Jean entered enthusiastically into the life of the community, which at the time was a centre for river traffic over to Prince George, up the Halfway River to the Federal Ranch run by Captain Haight, and the steamboat connections to Peace River. The Gethings were intensely interested in the rich history of the place — the mines, the fossils, the dinosaur tracks and bones and the botany of the region, much of it now covered by Lake Williston. Hospitality was the rule. Many noted people passed through and most of them stayed a while.
Every year the noted Judge Robertson made his way by canoe from Prince George at a time that combined business with holiday. Once, Jean remembers, he and a lawyer, Pete Wilson, swamped their boat in the Parsnip River. The learned Judge, bedraggled from his adventure was hardly prepared to make a suitably dignified entry into the Government Centre at Pouce Coupe via Fort St. John. It taxed Jean’s ingenuity to get him suitably clad in an outpost district — but she did. Somehow one feels she could cope with almost anything — and still could do so if necessary.
When daughter Beryl was only a little girl, her father tragically died of a heart attack at Hudson’s Hope at a very early age. Gallantly Jean carried on her career, devoting her life to her pupils, sometimes up to grade eleven, but mostly primary children, in a way that made other parents regret it if she hadn’t started theirs in their most formative year. A whole generation had her kindly and guiding hand in Dawson Creek alone, for she served for seventeen years in Dawson Creek Elementary School.

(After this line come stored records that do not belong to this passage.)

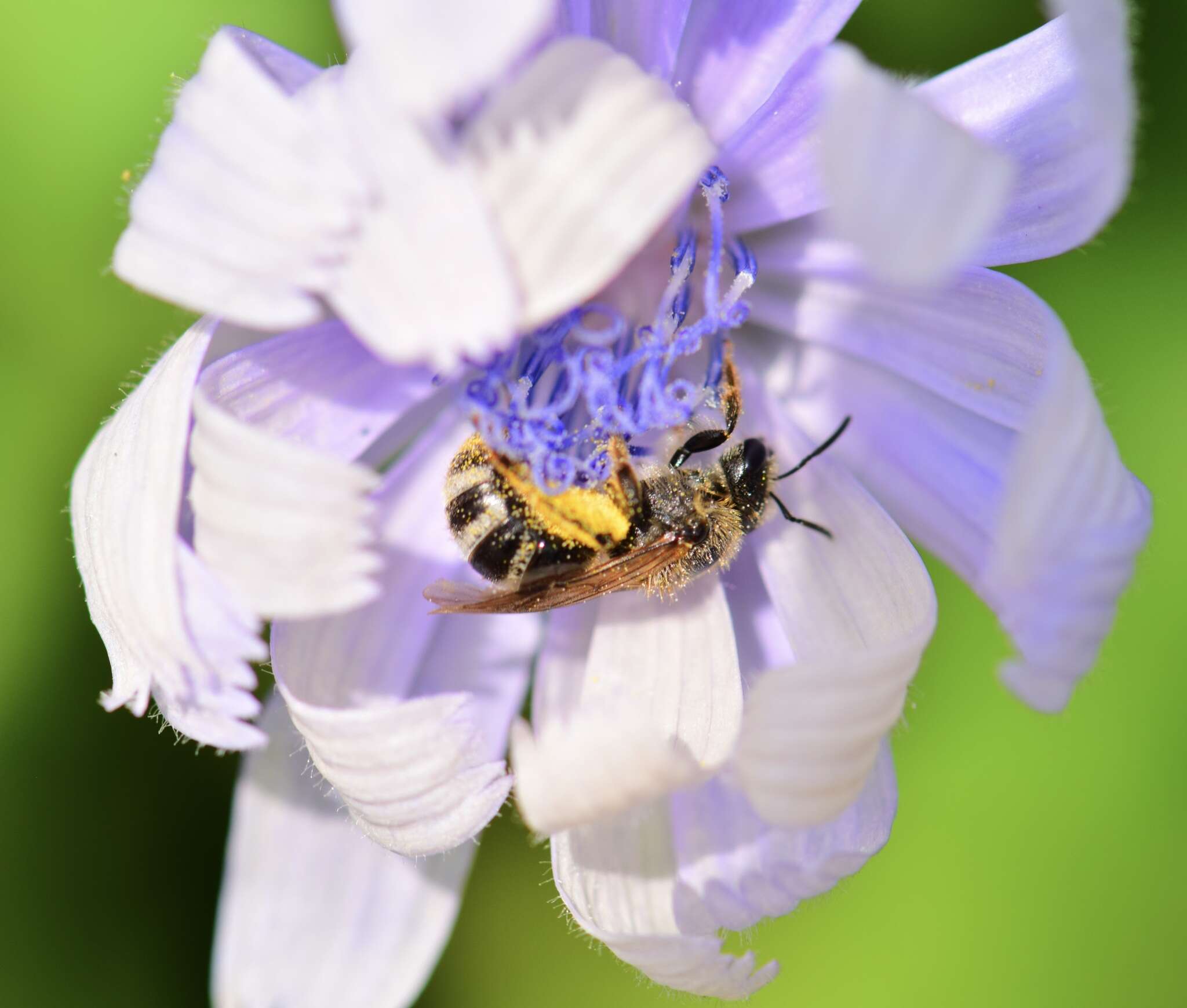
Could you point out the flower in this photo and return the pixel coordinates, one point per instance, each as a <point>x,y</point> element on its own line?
<point>458,191</point>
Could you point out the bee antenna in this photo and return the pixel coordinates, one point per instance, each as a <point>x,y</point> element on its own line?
<point>817,451</point>
<point>804,522</point>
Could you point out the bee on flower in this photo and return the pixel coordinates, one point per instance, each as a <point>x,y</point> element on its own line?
<point>605,273</point>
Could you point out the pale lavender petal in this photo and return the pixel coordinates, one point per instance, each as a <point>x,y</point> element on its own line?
<point>733,55</point>
<point>406,714</point>
<point>650,34</point>
<point>316,387</point>
<point>619,881</point>
<point>429,57</point>
<point>290,528</point>
<point>245,209</point>
<point>1060,103</point>
<point>427,275</point>
<point>858,610</point>
<point>976,425</point>
<point>635,696</point>
<point>582,112</point>
<point>311,912</point>
<point>737,870</point>
<point>171,631</point>
<point>917,195</point>
<point>287,69</point>
<point>773,160</point>
<point>260,204</point>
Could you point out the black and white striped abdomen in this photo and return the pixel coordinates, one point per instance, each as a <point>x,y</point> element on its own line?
<point>493,525</point>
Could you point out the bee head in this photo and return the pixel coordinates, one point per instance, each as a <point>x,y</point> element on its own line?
<point>747,471</point>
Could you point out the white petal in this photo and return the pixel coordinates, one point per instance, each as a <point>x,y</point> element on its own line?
<point>260,203</point>
<point>1072,520</point>
<point>650,34</point>
<point>311,912</point>
<point>1060,103</point>
<point>428,57</point>
<point>316,387</point>
<point>406,714</point>
<point>977,427</point>
<point>653,703</point>
<point>617,879</point>
<point>287,527</point>
<point>428,276</point>
<point>737,870</point>
<point>581,159</point>
<point>858,611</point>
<point>170,630</point>
<point>245,208</point>
<point>914,192</point>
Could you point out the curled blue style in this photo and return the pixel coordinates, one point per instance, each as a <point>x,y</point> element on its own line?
<point>556,397</point>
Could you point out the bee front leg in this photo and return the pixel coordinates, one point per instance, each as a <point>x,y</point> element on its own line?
<point>731,408</point>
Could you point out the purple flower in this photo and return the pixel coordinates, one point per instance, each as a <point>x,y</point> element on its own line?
<point>504,197</point>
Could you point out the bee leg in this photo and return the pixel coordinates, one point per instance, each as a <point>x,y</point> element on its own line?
<point>731,408</point>
<point>622,485</point>
<point>804,522</point>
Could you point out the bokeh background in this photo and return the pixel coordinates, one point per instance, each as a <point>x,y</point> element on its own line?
<point>1035,860</point>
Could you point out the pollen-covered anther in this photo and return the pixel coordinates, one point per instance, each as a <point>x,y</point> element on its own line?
<point>557,397</point>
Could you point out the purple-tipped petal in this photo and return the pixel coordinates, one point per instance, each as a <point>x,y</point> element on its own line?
<point>619,881</point>
<point>312,914</point>
<point>260,203</point>
<point>917,195</point>
<point>171,630</point>
<point>635,696</point>
<point>734,55</point>
<point>858,610</point>
<point>406,714</point>
<point>427,59</point>
<point>976,425</point>
<point>650,34</point>
<point>287,69</point>
<point>1060,103</point>
<point>773,162</point>
<point>736,870</point>
<point>582,112</point>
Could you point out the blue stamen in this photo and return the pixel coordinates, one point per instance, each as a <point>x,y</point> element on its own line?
<point>557,399</point>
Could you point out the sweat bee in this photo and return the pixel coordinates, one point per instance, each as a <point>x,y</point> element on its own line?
<point>654,534</point>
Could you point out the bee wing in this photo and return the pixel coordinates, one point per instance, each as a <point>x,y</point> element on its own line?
<point>552,592</point>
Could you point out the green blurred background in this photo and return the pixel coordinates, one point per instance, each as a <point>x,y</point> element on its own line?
<point>1035,860</point>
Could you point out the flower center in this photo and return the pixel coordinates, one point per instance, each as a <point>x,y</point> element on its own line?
<point>557,397</point>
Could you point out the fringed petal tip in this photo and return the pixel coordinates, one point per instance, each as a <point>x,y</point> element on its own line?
<point>405,714</point>
<point>619,881</point>
<point>311,912</point>
<point>172,630</point>
<point>411,772</point>
<point>736,868</point>
<point>291,529</point>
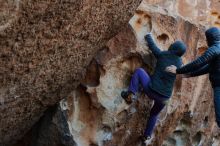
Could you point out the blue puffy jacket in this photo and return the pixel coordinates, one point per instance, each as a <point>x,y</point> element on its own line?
<point>209,62</point>
<point>161,81</point>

At Music Festival time her pupils shone in music, dancing and especially in drama.
Since her retirement she had maintained active membership in the United Church, the Order of the Royal Purple of Canada, Dawson Co-op, and the Lakeview Credit Union. And because she likes fun and recreation — as a member of the Chix and Chux Square Dance Club.
In summer one can find her at her cottage on Moberly Lake where she is hostess to scores of friends, ex-students and their children, and to her grandchildren. She has travelled widely and written a great deal. She also enjoys correspondence from all parts of the country. One letter from Montreal amuses her. It ends, “I myself come from England and am keenly interested in teaching in Northern Canada … were some of the school Indian and Eskimo entirely?”
While her outstanding contribution did not reach quite as far as the Arctic, the tribute of Dr. J. F. K. English, Deputy Minister and Superintendent of Education, as read at the huge testimonial dinner given in her honour on Saturday, May 23, 1958, sums it up perfectly. “Mrs. Gething’s influence will live on long after she has retired from active teaching.”